Cosa si sta facendo per aiutare gli italiani bloccati dal covid19 all’estero e quali sono gli interventi posti in essere per farli rimpatriare?

Il “caso zero” é stato un connazionale che si trovava nella localitá di Bayahibe a fine febbraio. Ad oggi, mi risulta che si trovi ancora ospetalizzato. So per certo che la nostra Ambasciata é in contatto con il connazionale, per conoscere gli sviluppi della sua condizione sanitaria. Per quanto riguarda la questione dei rimpatri, nel caso della Rep. Dominicana il MAECI e l’Ambasciata d’Italia si sono adoperati per permettere che potessero essere autorizzati ed organizzati voli commerciali in modalitá ferry.

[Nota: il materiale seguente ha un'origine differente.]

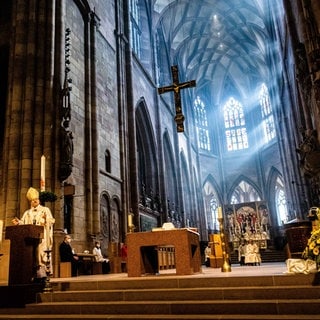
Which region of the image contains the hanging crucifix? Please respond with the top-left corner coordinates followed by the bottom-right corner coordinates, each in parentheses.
top-left (158, 65), bottom-right (196, 132)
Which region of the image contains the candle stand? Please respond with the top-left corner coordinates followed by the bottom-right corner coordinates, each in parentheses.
top-left (43, 249), bottom-right (53, 292)
top-left (218, 217), bottom-right (231, 272)
top-left (128, 224), bottom-right (135, 233)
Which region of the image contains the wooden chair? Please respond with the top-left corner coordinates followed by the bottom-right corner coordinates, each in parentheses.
top-left (59, 262), bottom-right (71, 277)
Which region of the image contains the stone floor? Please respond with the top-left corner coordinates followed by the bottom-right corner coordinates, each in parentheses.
top-left (49, 261), bottom-right (290, 283)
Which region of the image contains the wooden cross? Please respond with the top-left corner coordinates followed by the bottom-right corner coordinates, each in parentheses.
top-left (158, 65), bottom-right (196, 132)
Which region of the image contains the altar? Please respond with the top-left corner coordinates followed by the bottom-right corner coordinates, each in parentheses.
top-left (126, 229), bottom-right (201, 277)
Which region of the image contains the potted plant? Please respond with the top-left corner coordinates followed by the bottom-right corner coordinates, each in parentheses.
top-left (39, 191), bottom-right (58, 204)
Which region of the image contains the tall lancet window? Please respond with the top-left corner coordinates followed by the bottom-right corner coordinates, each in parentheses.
top-left (203, 181), bottom-right (220, 232)
top-left (275, 177), bottom-right (288, 225)
top-left (223, 97), bottom-right (248, 151)
top-left (129, 0), bottom-right (141, 58)
top-left (259, 83), bottom-right (275, 143)
top-left (194, 96), bottom-right (211, 151)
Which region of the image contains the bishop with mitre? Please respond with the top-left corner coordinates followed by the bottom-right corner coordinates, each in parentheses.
top-left (12, 187), bottom-right (55, 277)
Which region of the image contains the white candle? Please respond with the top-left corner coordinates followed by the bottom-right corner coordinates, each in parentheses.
top-left (218, 207), bottom-right (223, 219)
top-left (40, 155), bottom-right (46, 191)
top-left (128, 214), bottom-right (132, 227)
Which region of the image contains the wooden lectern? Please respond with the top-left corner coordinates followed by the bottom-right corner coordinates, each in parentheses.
top-left (5, 225), bottom-right (44, 285)
top-left (283, 220), bottom-right (311, 259)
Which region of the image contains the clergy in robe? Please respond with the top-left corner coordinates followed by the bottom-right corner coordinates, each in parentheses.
top-left (12, 187), bottom-right (55, 277)
top-left (92, 241), bottom-right (110, 274)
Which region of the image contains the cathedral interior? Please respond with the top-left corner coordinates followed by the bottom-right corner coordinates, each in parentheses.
top-left (0, 0), bottom-right (320, 275)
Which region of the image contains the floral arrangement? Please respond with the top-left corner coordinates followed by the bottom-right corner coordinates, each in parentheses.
top-left (302, 226), bottom-right (320, 266)
top-left (301, 207), bottom-right (320, 265)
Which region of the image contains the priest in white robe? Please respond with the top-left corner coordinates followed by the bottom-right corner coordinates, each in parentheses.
top-left (12, 187), bottom-right (55, 277)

I consiglieri del Com.It.Es. locale hanno contribuito, per quanto possibile, a cercare quei connazionali bisognosi di rientrare in Italia, segnalandoli alla rappresentanza diplomatica consolare.  I costi di tali voli sono stati a carico dei viaggiatori. La compagnia aerea é colei che ha deciso le tariffe e, secondo piú di qualcuno, sono state piú alte rispetto al normale. Ad oggi, sono partiti due voli che hanno permesso a circa 550 turisti di rimpatriare e gli addetti ai lavori stanno cercando di organizzarne un terzo.